Many customers also now expect a fully digital, seamless communication experience with their bank or building society.

Understandably, they no longer have a single, static channel of choice for contact and instead, require an omnichannel customer service and complaints experience.

To manage changing customer needs, front line staff require a ‘single customer view’ which can amalgamate and process the different interactions a firm has had with each individual. Again, technology has a role to play in providing customer service teams with a higher chance of spotting vulnerability and creating the opportunity for a deeper customer relationship.

Support for teams

A tailored approach to customer service also requires a more agile workforce and flexibility in operational capacity planning.

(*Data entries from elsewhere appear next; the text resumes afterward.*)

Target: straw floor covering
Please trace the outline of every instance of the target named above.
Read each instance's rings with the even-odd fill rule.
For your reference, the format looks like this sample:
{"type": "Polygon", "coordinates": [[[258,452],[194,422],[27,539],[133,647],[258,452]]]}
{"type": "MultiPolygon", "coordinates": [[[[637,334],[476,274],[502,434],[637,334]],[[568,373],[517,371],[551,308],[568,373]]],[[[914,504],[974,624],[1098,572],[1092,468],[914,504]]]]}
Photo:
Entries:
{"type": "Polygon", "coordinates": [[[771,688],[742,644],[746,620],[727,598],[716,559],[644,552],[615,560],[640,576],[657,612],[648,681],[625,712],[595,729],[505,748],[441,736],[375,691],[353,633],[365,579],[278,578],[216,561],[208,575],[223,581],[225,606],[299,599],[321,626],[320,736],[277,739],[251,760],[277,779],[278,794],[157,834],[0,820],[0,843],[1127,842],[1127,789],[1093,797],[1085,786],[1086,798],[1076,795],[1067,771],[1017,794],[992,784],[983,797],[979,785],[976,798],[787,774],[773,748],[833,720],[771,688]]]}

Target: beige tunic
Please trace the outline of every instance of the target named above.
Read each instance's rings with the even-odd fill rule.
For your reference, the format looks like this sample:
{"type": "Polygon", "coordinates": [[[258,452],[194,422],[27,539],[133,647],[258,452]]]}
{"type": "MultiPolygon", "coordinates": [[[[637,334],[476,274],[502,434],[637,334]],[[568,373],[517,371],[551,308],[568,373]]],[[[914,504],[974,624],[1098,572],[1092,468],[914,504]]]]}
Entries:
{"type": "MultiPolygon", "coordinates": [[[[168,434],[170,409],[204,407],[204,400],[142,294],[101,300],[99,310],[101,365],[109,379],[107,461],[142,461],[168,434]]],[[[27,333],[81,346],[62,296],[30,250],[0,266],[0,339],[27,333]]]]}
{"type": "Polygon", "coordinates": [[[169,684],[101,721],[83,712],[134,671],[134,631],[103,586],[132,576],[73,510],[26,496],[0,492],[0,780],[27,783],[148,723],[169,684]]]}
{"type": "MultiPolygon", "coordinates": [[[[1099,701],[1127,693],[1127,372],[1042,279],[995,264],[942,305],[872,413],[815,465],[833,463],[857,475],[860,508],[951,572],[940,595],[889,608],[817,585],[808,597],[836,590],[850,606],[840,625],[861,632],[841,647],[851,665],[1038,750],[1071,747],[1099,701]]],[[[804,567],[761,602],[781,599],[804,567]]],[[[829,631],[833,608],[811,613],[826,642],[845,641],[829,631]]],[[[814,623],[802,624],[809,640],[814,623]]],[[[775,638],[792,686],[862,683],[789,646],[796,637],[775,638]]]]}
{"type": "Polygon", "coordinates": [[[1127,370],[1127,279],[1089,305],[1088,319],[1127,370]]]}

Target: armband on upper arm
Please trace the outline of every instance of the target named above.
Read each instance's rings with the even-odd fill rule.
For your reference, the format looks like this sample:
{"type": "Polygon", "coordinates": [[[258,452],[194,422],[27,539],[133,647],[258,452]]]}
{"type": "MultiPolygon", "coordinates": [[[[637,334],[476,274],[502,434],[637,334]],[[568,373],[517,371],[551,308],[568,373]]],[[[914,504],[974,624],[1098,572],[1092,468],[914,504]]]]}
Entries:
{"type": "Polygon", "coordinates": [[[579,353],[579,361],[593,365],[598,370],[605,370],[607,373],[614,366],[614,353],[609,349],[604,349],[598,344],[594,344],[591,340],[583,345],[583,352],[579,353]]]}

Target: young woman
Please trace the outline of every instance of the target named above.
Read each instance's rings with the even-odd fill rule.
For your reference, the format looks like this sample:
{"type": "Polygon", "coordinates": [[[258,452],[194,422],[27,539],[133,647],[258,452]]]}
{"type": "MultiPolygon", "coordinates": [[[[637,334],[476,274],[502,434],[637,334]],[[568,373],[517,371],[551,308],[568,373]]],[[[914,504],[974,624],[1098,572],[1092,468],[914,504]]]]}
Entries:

Whilst customers were forgiving of firms taking time to respond at the beginning of the pandemic, they now expect to receive a more normal level of service.

As customer service and complaints staff continue to split their time between the office and remote working, it is important to keep teams motivated in order to drive the best outcomes for customers.

Key to maintaining morale is providing sufficient capacity to allow call handlers to understand and empathise with the needs of customers in financial difficulty.

Together, these measures can ensure that borrowers who suffer a loss of income are supported in the most empathetic, efficient, and effective manner possible.

Firms that can foster a customer-centric internal culture whilst prioritising those who find themselves vulnerable, will reap the rewards with more satisfied, loyal, customers following the pandemic.